Carefully Pulling Apart Two Claims About the Hot Hand

Claim one: The idea of a "hot hand" is useless for predicting basketball players' next shot. There is no point in feeding the ball to a player who is "hot," because the fact he is "hot" (if that really has any meaning) has no predictive value as to how his next shot will fair.

Tversky et al. have won here! I acknowledge this is true, as I have every time I have written on the topic.

Claim two: The notion that players are sometimes "in the zone" is merely a statistical illusion. If you are a player and think you are "hot," you are merely being deluded by your faulty understanding of statistics. As opposed to claim one, people making claim two want to deny that the subjective experience of being "on" has any validity at all. This claim is definitely floating around out there.

I post this as Steve Landsburg writes me:

"Here's a much simpler model [than yours, Callahan]:

"Half the time, players have a 'hot hand' and have a 100% chance of making their shots.  The other half, they don't have a hot hand and have a 0% chance of making their shots.  A hot hand lasts for exactly one shot; for the next shot, the player might or might not get dealt a new hot hand.

"This does exactly as good a job of contradicting Tversky as your model does.

"You might object that a hot hand that lasts for just one shot is not a hot hand."
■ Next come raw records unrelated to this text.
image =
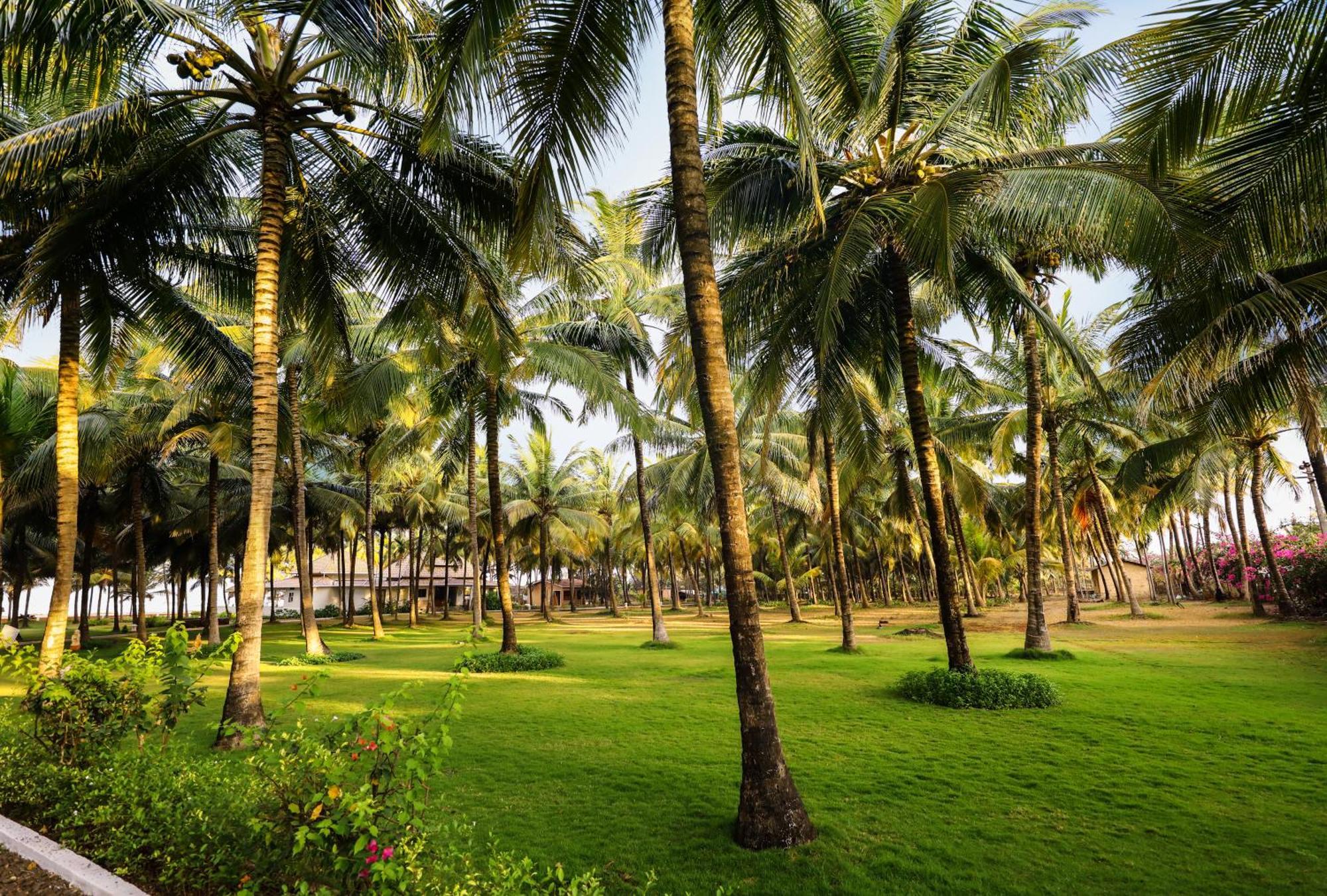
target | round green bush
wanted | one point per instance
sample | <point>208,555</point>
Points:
<point>322,659</point>
<point>1033,654</point>
<point>526,659</point>
<point>984,690</point>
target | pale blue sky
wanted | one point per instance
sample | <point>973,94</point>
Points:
<point>644,155</point>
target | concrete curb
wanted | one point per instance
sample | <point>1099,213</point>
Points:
<point>72,867</point>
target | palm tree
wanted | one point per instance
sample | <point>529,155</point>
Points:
<point>554,497</point>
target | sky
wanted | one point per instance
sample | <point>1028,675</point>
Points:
<point>643,157</point>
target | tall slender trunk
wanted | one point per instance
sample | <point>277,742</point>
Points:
<point>67,480</point>
<point>1073,611</point>
<point>375,588</point>
<point>1260,517</point>
<point>1194,554</point>
<point>543,573</point>
<point>497,524</point>
<point>952,519</point>
<point>136,511</point>
<point>1166,565</point>
<point>1036,635</point>
<point>351,608</point>
<point>115,585</point>
<point>214,562</point>
<point>90,529</point>
<point>1147,565</point>
<point>790,589</point>
<point>608,573</point>
<point>477,600</point>
<point>659,633</point>
<point>1186,578</point>
<point>416,541</point>
<point>1243,540</point>
<point>244,696</point>
<point>1218,594</point>
<point>1113,544</point>
<point>841,566</point>
<point>770,810</point>
<point>447,573</point>
<point>928,467</point>
<point>314,643</point>
<point>675,598</point>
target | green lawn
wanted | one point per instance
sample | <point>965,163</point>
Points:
<point>1190,756</point>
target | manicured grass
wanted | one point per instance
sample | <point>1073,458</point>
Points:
<point>1188,756</point>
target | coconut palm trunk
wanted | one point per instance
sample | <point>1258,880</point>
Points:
<point>659,634</point>
<point>67,480</point>
<point>314,643</point>
<point>794,608</point>
<point>1260,517</point>
<point>88,521</point>
<point>770,810</point>
<point>477,600</point>
<point>136,511</point>
<point>543,572</point>
<point>1113,546</point>
<point>375,589</point>
<point>214,562</point>
<point>496,517</point>
<point>1073,611</point>
<point>244,696</point>
<point>928,467</point>
<point>1036,635</point>
<point>849,642</point>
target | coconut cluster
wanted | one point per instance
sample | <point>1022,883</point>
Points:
<point>338,99</point>
<point>196,64</point>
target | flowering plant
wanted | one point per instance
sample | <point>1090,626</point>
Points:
<point>351,802</point>
<point>1301,558</point>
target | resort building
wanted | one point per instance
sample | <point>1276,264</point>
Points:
<point>451,585</point>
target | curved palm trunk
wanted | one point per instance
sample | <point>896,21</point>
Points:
<point>794,608</point>
<point>770,810</point>
<point>67,481</point>
<point>659,634</point>
<point>1073,611</point>
<point>244,696</point>
<point>314,643</point>
<point>214,562</point>
<point>1260,517</point>
<point>928,468</point>
<point>496,523</point>
<point>1036,635</point>
<point>375,610</point>
<point>477,598</point>
<point>849,641</point>
<point>136,509</point>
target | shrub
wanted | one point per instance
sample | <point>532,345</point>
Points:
<point>94,704</point>
<point>526,659</point>
<point>322,659</point>
<point>1033,654</point>
<point>983,690</point>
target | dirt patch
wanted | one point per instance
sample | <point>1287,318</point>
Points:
<point>19,875</point>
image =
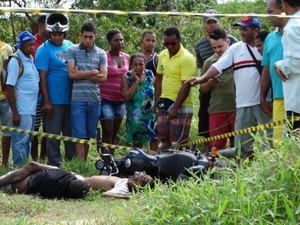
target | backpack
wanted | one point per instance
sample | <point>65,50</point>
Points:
<point>4,73</point>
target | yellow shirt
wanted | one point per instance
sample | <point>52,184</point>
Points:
<point>174,71</point>
<point>5,51</point>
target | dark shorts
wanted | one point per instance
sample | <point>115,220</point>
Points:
<point>39,118</point>
<point>177,130</point>
<point>112,110</point>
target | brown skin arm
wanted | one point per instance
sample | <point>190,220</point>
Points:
<point>18,175</point>
<point>10,94</point>
<point>208,86</point>
<point>48,108</point>
<point>212,72</point>
<point>157,85</point>
<point>281,75</point>
<point>186,87</point>
<point>182,95</point>
<point>101,77</point>
<point>102,182</point>
<point>264,88</point>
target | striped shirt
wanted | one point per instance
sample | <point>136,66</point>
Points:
<point>85,90</point>
<point>111,88</point>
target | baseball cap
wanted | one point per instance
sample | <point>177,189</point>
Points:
<point>249,21</point>
<point>211,11</point>
<point>23,37</point>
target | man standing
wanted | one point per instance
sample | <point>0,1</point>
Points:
<point>175,66</point>
<point>56,86</point>
<point>41,36</point>
<point>87,66</point>
<point>5,113</point>
<point>203,51</point>
<point>288,69</point>
<point>246,78</point>
<point>22,93</point>
<point>273,52</point>
<point>222,101</point>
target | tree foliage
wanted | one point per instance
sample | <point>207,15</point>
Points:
<point>133,26</point>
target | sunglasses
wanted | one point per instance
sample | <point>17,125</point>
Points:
<point>166,44</point>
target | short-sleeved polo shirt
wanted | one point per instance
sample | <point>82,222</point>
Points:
<point>174,71</point>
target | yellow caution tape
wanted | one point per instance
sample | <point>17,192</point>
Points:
<point>199,141</point>
<point>62,138</point>
<point>118,12</point>
<point>243,131</point>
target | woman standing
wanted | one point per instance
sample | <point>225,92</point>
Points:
<point>112,102</point>
<point>138,92</point>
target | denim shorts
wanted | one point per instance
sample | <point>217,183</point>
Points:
<point>5,116</point>
<point>85,116</point>
<point>112,110</point>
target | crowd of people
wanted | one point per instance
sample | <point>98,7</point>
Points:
<point>71,88</point>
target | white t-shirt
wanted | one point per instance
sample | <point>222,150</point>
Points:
<point>246,75</point>
<point>290,65</point>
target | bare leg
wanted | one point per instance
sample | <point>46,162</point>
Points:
<point>5,150</point>
<point>154,145</point>
<point>101,182</point>
<point>34,148</point>
<point>107,131</point>
<point>81,151</point>
<point>117,124</point>
<point>166,144</point>
<point>86,151</point>
<point>43,154</point>
<point>18,175</point>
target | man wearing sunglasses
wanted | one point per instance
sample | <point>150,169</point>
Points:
<point>243,56</point>
<point>204,50</point>
<point>175,66</point>
<point>56,86</point>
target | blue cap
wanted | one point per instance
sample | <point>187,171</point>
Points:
<point>23,37</point>
<point>249,21</point>
<point>212,17</point>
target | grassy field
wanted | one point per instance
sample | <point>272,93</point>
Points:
<point>265,191</point>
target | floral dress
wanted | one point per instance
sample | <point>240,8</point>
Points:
<point>140,118</point>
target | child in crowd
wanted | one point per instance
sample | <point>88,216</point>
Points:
<point>138,92</point>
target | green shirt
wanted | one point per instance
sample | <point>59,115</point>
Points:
<point>222,95</point>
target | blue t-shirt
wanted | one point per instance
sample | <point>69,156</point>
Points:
<point>27,86</point>
<point>273,52</point>
<point>51,58</point>
<point>95,58</point>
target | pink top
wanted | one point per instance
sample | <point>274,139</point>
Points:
<point>111,88</point>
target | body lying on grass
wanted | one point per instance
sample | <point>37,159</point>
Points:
<point>52,182</point>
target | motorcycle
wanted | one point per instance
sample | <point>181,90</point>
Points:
<point>172,164</point>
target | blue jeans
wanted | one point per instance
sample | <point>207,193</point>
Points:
<point>85,116</point>
<point>59,122</point>
<point>21,142</point>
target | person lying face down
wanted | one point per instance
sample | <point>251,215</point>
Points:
<point>52,182</point>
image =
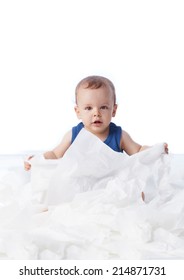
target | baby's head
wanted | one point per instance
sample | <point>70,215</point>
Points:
<point>95,82</point>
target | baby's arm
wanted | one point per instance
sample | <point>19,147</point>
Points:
<point>129,145</point>
<point>56,153</point>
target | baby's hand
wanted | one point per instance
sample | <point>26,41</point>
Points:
<point>27,164</point>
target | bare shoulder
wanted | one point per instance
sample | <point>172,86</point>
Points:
<point>65,143</point>
<point>128,144</point>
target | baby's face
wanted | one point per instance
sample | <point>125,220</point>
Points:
<point>95,107</point>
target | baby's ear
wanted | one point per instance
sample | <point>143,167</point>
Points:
<point>77,111</point>
<point>114,110</point>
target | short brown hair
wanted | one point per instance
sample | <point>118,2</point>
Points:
<point>95,82</point>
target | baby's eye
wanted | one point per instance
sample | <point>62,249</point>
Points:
<point>104,107</point>
<point>88,108</point>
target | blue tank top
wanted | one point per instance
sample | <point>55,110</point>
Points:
<point>112,140</point>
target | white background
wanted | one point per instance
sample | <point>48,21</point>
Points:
<point>47,46</point>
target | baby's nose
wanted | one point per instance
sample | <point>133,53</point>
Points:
<point>96,112</point>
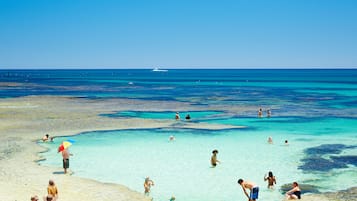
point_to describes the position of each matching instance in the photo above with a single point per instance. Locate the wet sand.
(25, 120)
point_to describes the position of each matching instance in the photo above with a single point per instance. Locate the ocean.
(315, 110)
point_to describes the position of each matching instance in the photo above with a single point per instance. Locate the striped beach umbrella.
(64, 145)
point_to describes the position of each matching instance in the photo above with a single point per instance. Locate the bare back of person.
(65, 154)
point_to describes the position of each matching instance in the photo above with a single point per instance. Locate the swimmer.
(254, 189)
(147, 185)
(214, 160)
(45, 138)
(260, 112)
(271, 180)
(172, 138)
(268, 113)
(188, 117)
(294, 193)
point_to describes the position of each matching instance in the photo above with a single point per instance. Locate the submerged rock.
(325, 149)
(320, 164)
(345, 195)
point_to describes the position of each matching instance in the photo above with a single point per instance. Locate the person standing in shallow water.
(260, 112)
(65, 156)
(214, 159)
(52, 189)
(271, 180)
(294, 193)
(268, 113)
(254, 189)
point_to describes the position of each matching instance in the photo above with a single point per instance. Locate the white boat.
(159, 70)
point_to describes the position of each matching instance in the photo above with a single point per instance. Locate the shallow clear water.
(182, 167)
(310, 108)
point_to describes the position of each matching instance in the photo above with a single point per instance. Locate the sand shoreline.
(27, 119)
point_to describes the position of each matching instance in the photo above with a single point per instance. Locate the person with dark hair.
(254, 189)
(147, 185)
(294, 193)
(49, 198)
(188, 117)
(214, 160)
(271, 179)
(177, 116)
(52, 189)
(260, 112)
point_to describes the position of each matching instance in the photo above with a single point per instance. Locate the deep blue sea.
(316, 110)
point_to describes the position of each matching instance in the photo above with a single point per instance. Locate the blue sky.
(178, 33)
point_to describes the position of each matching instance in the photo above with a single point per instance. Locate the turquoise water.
(182, 167)
(315, 110)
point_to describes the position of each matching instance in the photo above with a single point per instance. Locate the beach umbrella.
(64, 145)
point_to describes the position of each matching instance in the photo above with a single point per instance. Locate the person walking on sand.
(254, 189)
(65, 156)
(52, 189)
(214, 159)
(268, 113)
(260, 112)
(271, 180)
(147, 185)
(294, 193)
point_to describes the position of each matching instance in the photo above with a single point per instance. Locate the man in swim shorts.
(254, 189)
(214, 160)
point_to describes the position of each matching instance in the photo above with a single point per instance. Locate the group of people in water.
(260, 113)
(294, 193)
(52, 193)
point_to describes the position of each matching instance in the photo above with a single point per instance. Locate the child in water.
(271, 180)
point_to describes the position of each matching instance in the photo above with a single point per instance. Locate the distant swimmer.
(172, 138)
(188, 117)
(271, 180)
(260, 112)
(46, 138)
(214, 160)
(254, 189)
(268, 113)
(147, 185)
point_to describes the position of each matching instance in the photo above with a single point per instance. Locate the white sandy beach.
(25, 120)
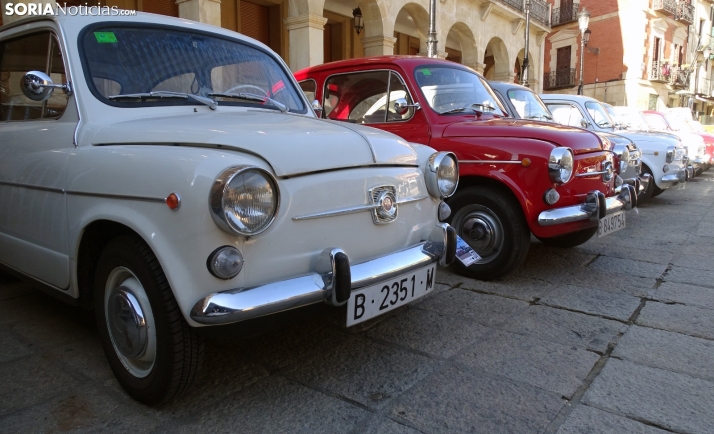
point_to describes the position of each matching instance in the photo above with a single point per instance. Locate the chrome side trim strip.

No, I would absolutely not so object! The feeling of being "on" could definitely last just one shot! And that would not make it invalid at all. Let's carefully pull apart these two claims: I agree, I agree, I agree, that Tversky et al. have shown that the notion of a "hot hand" has no predictive value. But many, many people have gone beyond this valid finding, and claimed, "The notion that you are 'in the zone' as a shooter is an illusion." That further claim is not justified by Tversky et al., I say.

And let us note, once again, that Kahneman quite explicitly accepts the psychological literature contending that individuals can have a period where they are "in the flow," and that their performance will be superior during such a period. Would Kahneman think that the proposition that Marvin Gaye was "in the flow" when he wrote and recorded the album What's Going On? (as Gaye himself contended he was) is disproven if his next album was not so good?

UPDATE: And note, the possibility of a hot hand that lasted only one shot was explicit in my model: there was, in fact, a 50% chance that Smith's hot hand would only last one shot!